物販とは何か?BtoB企業が押さえるべき基本的な定義と範囲

物販という言葉は日常的に使われますが、その指す範囲は文脈によって異なります。BtoB企業の業務担当者が正確に理解しておくべき定義と、実務上の範囲を整理します。


物販とはどのようなビジネス?

物販とは、商品を仕入れて販売することで利益を得るビジネスの総称です。「物品販売」を略した言葉であり、形のある商品を取り扱う点が特徴です。サービス提供や情報販売とは区別され、在庫の保有・管理・出荷といった物理的な業務を伴います。

一般的なイメージでは「安く仕入れて高く売る」という構造が思い浮かびますが、BtoB企業の物販業務はそれほど単純ではありません。販促品・部品・消耗品・サンプル品など、商品の性質によって仕入れ先・発注タイミング・出荷先がそれぞれ異なります。また、受注のたびに手配・入荷・出荷を行う都度発注型の運用では、納期の確認・回答・調整といったコミュニケーションが頻繁に発生します。

物販を「商品を売ること」と単純に捉えると、業務設計の段階で見落としが生じやすくなります。受注から出荷までの一連のプロセスを業務として捉え直すことが、BtoB企業における物販管理の出発点です。


「物販」が指す範囲:商品販売から販促品・備品管理まで

物販という言葉が指す範囲は、一般的な商品販売にとどまりません。BtoB企業の実務では、以下のような対象が物販業務に含まれることがあります。

  • 製品・商品の販売
  • 販促品・ノベルティの配布・管理
  • 消耗品・備品の社内調達・出荷
  • サンプル品の手配・発送

これらは「商品を売る」という行為とは異なる場合もありますが、受注・手配・入荷・出荷というプロセスは共通しています。TS-BASE シリーズが支援する業務も、こうした広義の「物販」の範囲を対象のひとつとしています。

重要なのは、物販の対象が何であれ、「誰かからの注文を受けて、何かを手配し、届ける」という業務フローが発生する点です。このフローを効率よく回すための仕組みが、BtoB企業の物販業務には求められています。

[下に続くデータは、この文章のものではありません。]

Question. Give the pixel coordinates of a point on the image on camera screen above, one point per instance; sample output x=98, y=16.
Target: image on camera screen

受発注業務のフローについては以下の記事でも記述しています。合わせてご確認ください。
▼受発注フローの主な流れ・課題・改善方法・システム化の方法を解説!


受発注フローの主な流れ・課題・改善方法・システム化の方法を解説!

本記事では、受発注フローの主な流れと課題、改善方法、システム化する方法について紹介していきます。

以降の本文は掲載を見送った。